Rupi Kaur: poeta reconcilia o passado das mulheres indianas e transforma sua dor em tema universal
Por Fernanda Fatureto
Os skihs são seguidores de uma religião monoteísta na Índia
que mescla elementos do hinduísmo com o islã. Em 1984, houve o maior massacre
desse povo pelo exército indiano por conta do assassinato da primeira-ministra Indira
Gandhi por dois guarda-costas skihs. Ao invés de punir apenas os culpados,
vários militares invadiram um templo e violentaram sexualmente centenas de
mulheres, além de matarem seus maridos. O acontecimento ficou registrado na
memória de todos até ganhar os holofotes da imprensa mundial em 2014 pela voz
de Rupi Kaur: a poeta indiana que alcançou o primeiro lugar na lista dos mais
vendidos do The New York Times com o livro Milk and Honey.
Rupi Kaur, radicada no Canadá desde os quatro anos de idade,
fez sua incursão no universo literário aos 21 anos com a auto-publicação de seu
primeiro livro pela Amazon. A postagem de seus poemas no Instagram fez tanto
sucesso, atingindo a marca de um milhão de seguidores, que os desdobramentos do
livro digital impressionaram a Andrews McMeel Publishing. Logo, Milk and Honey foi
lançado pela editora americana e o livro se transformou num verdadeiro sucesso
de vendas e crítica – também no Brasil, traduzido para Outros jeitos de usar a
boca pela poeta Ana Guadalupe e lançado este ano pela Editora Planeta. Por
aqui, ganhou adeptos e é referência quando se fala de literatura feminista em
rodas de discussão.
Isso porque Rupi Kaur consegue escrever sobre temas que são
como ferimentos para o universo feminino, tal qual o estupro; a violência
física e emocional; o abuso infantil; o amor e a regeneração quando disposta a
encarar a dor e seguir em frente. A palavra se transformou em elemento de cura
para a poeta e talvez seja isto que atraia tantos leitores pelo mundo.
O início sem concessões dá uma pista do que virá: “como é
tão fácil pra você/ser gentil com as pessoas ele perguntou/leite e mel
pingaram/dos meus lábios quando respondi/porque as pessoas não foram/gentis
comigo”; nos diz o primeiro poema. Conseguir ter voz e poder alcançar milhares
de pessoas em um mundo não é fácil para a mulher, muito menos para uma mulher
indiana, mas esse feito Kaur consegue na poesia. É uma poesia direta e simples,
sem uso de metáforas complexas, mas o resultado torna-se repleto de força ao
tocar em temas tabus.
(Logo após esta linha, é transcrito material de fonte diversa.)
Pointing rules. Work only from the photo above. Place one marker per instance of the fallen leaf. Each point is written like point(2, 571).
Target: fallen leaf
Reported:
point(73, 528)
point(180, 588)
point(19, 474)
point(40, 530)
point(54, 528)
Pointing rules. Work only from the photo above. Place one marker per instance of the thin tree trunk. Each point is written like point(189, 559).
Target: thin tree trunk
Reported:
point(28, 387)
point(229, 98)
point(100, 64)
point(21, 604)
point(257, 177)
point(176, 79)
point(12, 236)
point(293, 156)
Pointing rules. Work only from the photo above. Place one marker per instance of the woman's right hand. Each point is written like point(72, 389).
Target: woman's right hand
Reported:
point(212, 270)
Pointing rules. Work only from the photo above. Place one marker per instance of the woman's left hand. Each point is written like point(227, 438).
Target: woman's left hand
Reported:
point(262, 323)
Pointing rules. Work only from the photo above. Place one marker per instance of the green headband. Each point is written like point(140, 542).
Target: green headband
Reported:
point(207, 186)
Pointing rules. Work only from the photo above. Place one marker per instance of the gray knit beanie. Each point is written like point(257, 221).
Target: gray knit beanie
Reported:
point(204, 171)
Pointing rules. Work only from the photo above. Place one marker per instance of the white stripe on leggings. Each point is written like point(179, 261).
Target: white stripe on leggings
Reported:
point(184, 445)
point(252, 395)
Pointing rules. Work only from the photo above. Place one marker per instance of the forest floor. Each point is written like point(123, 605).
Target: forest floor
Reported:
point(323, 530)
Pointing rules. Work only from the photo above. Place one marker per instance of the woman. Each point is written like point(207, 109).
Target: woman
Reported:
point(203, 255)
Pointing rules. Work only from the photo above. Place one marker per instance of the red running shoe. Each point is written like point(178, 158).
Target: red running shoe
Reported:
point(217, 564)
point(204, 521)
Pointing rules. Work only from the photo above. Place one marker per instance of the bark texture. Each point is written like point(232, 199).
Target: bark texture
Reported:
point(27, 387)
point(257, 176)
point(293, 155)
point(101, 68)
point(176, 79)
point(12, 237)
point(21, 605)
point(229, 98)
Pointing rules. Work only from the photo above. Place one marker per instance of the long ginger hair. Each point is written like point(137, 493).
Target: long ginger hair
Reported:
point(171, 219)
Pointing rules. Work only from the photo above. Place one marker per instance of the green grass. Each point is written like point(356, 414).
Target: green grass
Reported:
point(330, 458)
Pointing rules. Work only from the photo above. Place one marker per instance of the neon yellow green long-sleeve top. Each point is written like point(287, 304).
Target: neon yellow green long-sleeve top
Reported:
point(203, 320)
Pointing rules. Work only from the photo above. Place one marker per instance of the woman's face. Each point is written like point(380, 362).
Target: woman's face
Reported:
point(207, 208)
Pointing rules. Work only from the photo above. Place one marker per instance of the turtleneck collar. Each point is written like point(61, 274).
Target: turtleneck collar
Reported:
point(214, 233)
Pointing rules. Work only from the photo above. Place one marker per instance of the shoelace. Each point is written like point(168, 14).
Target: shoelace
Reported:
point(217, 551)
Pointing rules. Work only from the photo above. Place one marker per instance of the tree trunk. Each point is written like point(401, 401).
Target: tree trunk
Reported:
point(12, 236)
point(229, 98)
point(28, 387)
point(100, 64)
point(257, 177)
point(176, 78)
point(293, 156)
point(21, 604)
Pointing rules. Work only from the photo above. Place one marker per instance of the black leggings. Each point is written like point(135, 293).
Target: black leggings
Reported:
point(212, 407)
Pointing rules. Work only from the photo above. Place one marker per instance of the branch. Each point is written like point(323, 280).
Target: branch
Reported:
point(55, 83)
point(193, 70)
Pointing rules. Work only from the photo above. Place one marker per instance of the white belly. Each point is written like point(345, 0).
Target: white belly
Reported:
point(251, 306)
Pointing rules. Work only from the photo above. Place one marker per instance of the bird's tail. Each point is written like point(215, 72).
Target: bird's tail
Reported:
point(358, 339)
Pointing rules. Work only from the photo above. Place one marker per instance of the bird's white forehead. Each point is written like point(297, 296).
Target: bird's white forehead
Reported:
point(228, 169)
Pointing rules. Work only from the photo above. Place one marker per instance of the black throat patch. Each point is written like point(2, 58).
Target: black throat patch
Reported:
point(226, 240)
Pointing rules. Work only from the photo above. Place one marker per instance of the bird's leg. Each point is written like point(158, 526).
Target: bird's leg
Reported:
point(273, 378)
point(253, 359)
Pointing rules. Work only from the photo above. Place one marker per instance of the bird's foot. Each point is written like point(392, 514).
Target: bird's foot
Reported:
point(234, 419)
Em uma entrevista para o The Gardian, Kaur declara: “Quando
eu nasci, já havia sobrevivido à primeira batalha da minha vida: o feticídio de
meninas. Mas nós enfrentamos tudo. Minha poesia é uma das rotas para isso”. O
feticídio – a matança de bebês do sexo feminino
– é prática comum Índia.
Outra rota é afirmar-se por sua etnia no Ocidente; como
rebela seu poema: “nossas costas/contam histórias/que a lombada/de nenhum
livro/pode carregar – mulheres de cor”. Seu feito também está em expor a
relação de mulheres com homens violentos e situações opressivas: “toda vez que
você/diz para sua filha/que grita com ela/por amor/você a ensina a
confundir/raiva com carinho/o que parece uma boa ideia/até que ela
cresce/confiando em homens violentos/porque eles são tão parecidos/com você”.
Dividido em quatro partes – a dor, o amor, a ruptura, a cura
– um dos maiores feitos de Outros jeitos de usar a boca é não ter medo de expor
a vulnerabilidade da mulher e a capacidade de superação. Cada leitora de Kaur
parece abraçar a ideia de que onde haveria vergonha em assumir medos, há na
verdade um espaço para a auto-aceitação e o enfrentamento. Como afirma Rupi
Kaur no seu próprio livro: “o mundo/te dá/tanta dor/e você aí/transformando a
dor em ouro”.
***
Fernanda Fatureto é poeta e
jornalista. Bacharel em Jornalismo pela Faculdade Cásper Líbero. Seu livro
de estreia Intimidade Inconfessável foi publicado em 2014 pela
Editora Patuá. Participa da antologia poética 29 de Abril: o verso da
violência (Editora Patuá, 2015); da antologia Subversa
2 (Editora Patuá, 2016) e da antologia Senhoras Obscenas (Editora
Benfazeja, 2016). Possui poemas em diversas revistas literárias do
Brasil e na revista InComunidade de Portugal.